When people ask me this question, I get a little nervous. I worry that my answer may come across, well, as too religious. And not helpful. But if you’re curious enough to read on, here it goes:
I could give you the typical answer–because God said to. But my journey hasn’t been that simple, so let me start at the beginning.
I grew up in a stream of faith that favored intellect over emotion. Doctrine trumped everything. Knowing God meant understanding the Scripture and obeying it. There was little room for struggle or questions. While grace was preached from the pulpit and talked about in Bible study, the application was always focused on working for God. Very little was said about being with God. If you knew enough about God and made the right (and obvious) choices, then you could navigate through life without being stained by the world.
That worked until I was in my early 30s. And then my carefully crafted world cracked under the weight of suffering. In the course of 5 years, my my sister, my father-in-law, and my mother all died. My husband and I also dealt with infertility, unsuccessful fertility treatments, and one failed adoption. (We did eventually adopt from Guatemala…another story altogether!)

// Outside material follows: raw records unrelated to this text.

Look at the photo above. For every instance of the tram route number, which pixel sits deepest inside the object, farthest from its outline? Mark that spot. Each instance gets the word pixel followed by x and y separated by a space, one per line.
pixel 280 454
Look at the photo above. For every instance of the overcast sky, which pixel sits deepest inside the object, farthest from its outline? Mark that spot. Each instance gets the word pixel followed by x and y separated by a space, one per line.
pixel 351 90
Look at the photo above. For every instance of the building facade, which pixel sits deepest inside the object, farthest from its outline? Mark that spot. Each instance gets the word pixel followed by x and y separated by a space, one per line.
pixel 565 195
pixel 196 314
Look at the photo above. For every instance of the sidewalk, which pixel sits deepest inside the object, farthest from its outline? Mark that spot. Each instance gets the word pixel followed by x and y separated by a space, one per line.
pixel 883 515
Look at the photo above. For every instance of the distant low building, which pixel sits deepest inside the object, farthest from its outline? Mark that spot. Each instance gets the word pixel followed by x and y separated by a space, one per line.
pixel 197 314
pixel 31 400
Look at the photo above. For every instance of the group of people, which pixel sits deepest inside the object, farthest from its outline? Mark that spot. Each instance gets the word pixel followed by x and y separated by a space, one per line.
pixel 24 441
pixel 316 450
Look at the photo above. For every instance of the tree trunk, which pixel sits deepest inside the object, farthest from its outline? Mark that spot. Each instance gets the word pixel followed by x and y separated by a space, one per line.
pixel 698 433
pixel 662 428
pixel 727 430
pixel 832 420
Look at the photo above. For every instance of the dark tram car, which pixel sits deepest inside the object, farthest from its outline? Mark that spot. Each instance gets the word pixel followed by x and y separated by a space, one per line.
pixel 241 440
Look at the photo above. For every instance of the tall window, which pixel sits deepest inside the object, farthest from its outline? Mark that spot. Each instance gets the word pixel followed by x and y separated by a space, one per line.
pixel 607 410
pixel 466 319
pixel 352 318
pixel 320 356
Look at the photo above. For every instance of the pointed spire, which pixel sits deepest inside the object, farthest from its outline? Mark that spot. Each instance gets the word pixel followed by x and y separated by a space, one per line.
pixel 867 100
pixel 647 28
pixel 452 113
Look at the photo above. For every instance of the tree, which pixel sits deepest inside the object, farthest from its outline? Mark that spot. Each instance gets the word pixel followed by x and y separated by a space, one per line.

At the end of our 5 years of hell on earth, I was done. I was left with questions that couldn’t be answered by the I explanations I had heard in Sunday School. I knew God existed. One glimpse of creation told me that. Everything else–especially the character of God–was in question.
In my grieving and searching, my therapist suggested I seek out a spiritual director. At first, I thought, That sounds like a lot of New Age crap. But the more I read and explored, the more I realized that my stream of faith didn’t hold the corner on truth. Christians who weren’t in my tribe had gifts to offer, too.
I questioned. I struggled. I read. I learned about the early mothers and fathers of the Christian faith. I discovered how much I loved a more contemplative approach to a relationship with God. It suited me me more because it left room both to love God and be mad at Him too. It allowed me to use my creativity to relate to Him. And it gave me practices to go beyond knowing truths about God to actually experiencing Him.
Fast-forward 10 years. People began to speak into me, encouraging me to become a Spiritual Director myself. I had the opportunity to offer to others what had been given to me–space for quiet; freedom to question; listening for God’s Spirit; seeing subtle movements toward Him.
I looked into at least a dozen different training programs for Spiritual Directors and finally landed on one offered by The Institute for Christian Spirituality. The format allowed me to miss work on a minimal basis, and the location suited my busy life as a wife and mom. Little did I know then that God would radically change me through that program, my fellow participants, and its leaders.
So, almost two years later, here I am. Leading silent retreats. Offering spiritual direction to people. Leaning into my questions and sometimes living without answers. And I’m learning to surrender to the furious love of God.
My deepest passion is in helping other people discover that love, too.